Conveying Shape: Lighting, Shading, Texture
From CS294-10 Visualization Sp11
Lecture on Apr 25, 2011
- Perceiving Shape from Shading. Ramachandran (pdf)
- Conveying Shape and Features with Image-Based Relighting. Akers et al. (html)
- The lit sphere: a model for capturing NPR shading from art. Sloan et al. (html)
- Automatic lighting design using a perceptual quality metric. Shacked and Lischinski. (pdf)
- Maximum entropy light source placement. Gumhold. (ieee)
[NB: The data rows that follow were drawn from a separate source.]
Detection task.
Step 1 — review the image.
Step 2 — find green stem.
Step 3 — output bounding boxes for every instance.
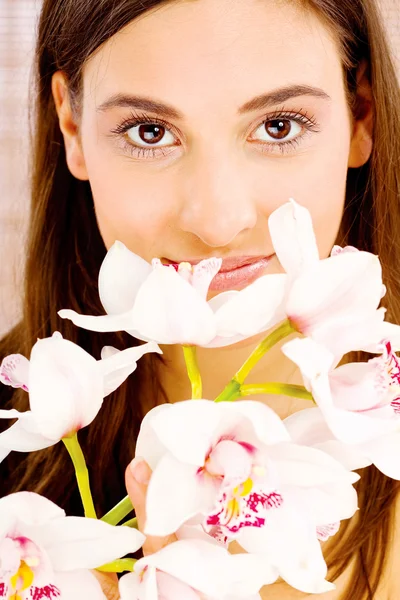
[96,558,137,573]
[240,383,315,404]
[122,517,138,529]
[63,433,97,519]
[215,320,295,402]
[183,346,203,400]
[101,496,133,525]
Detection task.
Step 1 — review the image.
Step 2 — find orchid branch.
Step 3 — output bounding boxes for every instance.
[101,496,133,525]
[239,383,315,404]
[96,558,137,573]
[62,433,97,519]
[183,346,203,400]
[215,319,295,402]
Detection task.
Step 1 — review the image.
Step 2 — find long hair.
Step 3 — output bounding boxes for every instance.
[0,0,400,600]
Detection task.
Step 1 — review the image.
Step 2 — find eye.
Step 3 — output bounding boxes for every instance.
[255,119,304,144]
[126,122,175,148]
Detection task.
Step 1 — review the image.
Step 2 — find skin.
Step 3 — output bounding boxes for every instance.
[52,0,382,600]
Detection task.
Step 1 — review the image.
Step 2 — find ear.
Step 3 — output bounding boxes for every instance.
[348,60,374,168]
[51,71,89,181]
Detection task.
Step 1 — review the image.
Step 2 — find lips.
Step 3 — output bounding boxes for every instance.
[165,254,270,273]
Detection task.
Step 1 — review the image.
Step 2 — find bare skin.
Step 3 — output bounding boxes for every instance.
[48,0,396,600]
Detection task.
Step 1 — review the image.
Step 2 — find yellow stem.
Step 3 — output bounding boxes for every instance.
[63,433,97,519]
[183,346,203,400]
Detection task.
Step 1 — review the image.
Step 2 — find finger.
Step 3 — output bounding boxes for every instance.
[125,457,177,555]
[92,571,120,600]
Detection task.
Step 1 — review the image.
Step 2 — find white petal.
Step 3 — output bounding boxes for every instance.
[286,252,382,334]
[99,241,152,315]
[97,342,162,396]
[215,274,287,337]
[228,400,290,445]
[268,444,359,487]
[58,308,139,337]
[192,258,222,300]
[132,266,216,346]
[150,400,222,466]
[55,569,107,600]
[0,418,58,453]
[144,454,216,536]
[364,431,400,481]
[138,540,231,598]
[0,492,65,527]
[29,338,103,439]
[0,354,29,391]
[38,517,145,571]
[268,200,319,275]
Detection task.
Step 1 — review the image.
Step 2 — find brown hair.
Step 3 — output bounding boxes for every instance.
[0,0,400,600]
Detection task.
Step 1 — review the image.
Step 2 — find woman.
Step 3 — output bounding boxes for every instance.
[0,0,400,600]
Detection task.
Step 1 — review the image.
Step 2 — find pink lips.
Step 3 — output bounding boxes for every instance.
[164,255,274,292]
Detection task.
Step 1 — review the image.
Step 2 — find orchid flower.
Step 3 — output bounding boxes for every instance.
[136,400,359,592]
[58,242,286,347]
[119,540,272,600]
[0,332,161,459]
[0,492,145,600]
[268,200,392,355]
[282,339,400,480]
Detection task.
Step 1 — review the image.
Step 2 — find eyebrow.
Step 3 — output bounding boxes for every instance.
[96,84,331,120]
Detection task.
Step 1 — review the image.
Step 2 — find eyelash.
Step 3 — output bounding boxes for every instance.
[111,109,320,158]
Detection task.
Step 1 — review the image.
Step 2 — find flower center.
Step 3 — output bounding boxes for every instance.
[10,560,35,600]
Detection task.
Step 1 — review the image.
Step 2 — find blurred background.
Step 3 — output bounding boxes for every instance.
[0,0,400,336]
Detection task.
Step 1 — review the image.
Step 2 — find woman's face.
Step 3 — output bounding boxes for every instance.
[59,0,368,288]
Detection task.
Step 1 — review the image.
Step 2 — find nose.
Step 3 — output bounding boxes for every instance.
[178,152,257,248]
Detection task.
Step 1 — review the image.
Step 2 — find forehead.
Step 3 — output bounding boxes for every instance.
[84,0,343,111]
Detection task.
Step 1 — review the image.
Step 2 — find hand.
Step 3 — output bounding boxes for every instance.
[94,458,177,600]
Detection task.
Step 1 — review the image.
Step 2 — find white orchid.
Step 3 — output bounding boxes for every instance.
[136,400,359,592]
[0,332,161,459]
[58,242,286,347]
[282,339,400,480]
[119,540,277,600]
[0,492,145,600]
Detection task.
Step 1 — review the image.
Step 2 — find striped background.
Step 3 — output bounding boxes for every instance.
[0,0,400,335]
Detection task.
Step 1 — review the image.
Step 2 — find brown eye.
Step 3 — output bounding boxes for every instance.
[138,123,165,144]
[127,123,176,148]
[265,119,292,140]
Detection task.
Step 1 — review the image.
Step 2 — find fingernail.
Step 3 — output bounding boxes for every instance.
[129,456,151,485]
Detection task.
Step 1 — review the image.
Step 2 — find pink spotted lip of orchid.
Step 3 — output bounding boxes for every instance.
[119,540,268,600]
[282,339,400,480]
[0,492,145,600]
[137,400,359,593]
[0,332,161,460]
[58,242,286,347]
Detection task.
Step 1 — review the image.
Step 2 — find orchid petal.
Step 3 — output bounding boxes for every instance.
[132,266,216,346]
[138,540,230,598]
[268,444,360,488]
[37,517,145,571]
[231,400,290,446]
[0,492,65,526]
[99,241,152,315]
[0,354,29,391]
[192,258,222,300]
[58,308,137,339]
[215,274,287,337]
[144,454,216,536]
[150,400,222,467]
[365,431,400,481]
[97,342,162,396]
[0,418,54,460]
[286,252,382,334]
[29,338,103,439]
[55,569,107,600]
[268,200,319,275]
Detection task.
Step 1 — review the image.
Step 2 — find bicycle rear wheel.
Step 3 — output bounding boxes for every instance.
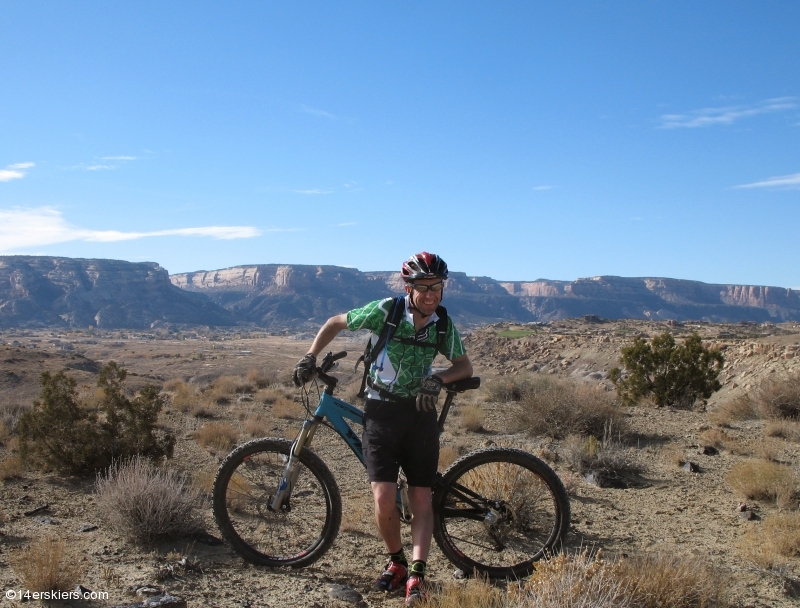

- Light Collages. Lee et al. (html)
Julian Limon - Apr 25, 2011 05:18:39 pm
The Schuman et al. paper that as discussed in class today reminded be of low-fidelity prototyping. Schuman et al. ran an experiment with architects to evaluate different computer-generated images (namely, CAD plots, shaded images and sketches). They discovered that people tend to associate sketches with preliminary drafts and CAD plots with final presentations. They also found that sketches stimulate significant more discussions and active changes than CAD plots and shaded images. This reminds me of why napkin-like prototyping is so powerful. When people are looking at these kinds of prototypes they are more likely to look at them, request changes, and discuss them. On the other hand, when prototypes are too realistic or pixel-perfect, people might reserve their comments. Specifically for our final project, I think it makes sense to gather feedback using low-fidelity sketches. Subjects would be less attached to the sketches and will be more likely to give honest comments. Even if some parts of the system are already built, efforts can be done to make it "look" more like a sketch if we want to obtain useful feedback.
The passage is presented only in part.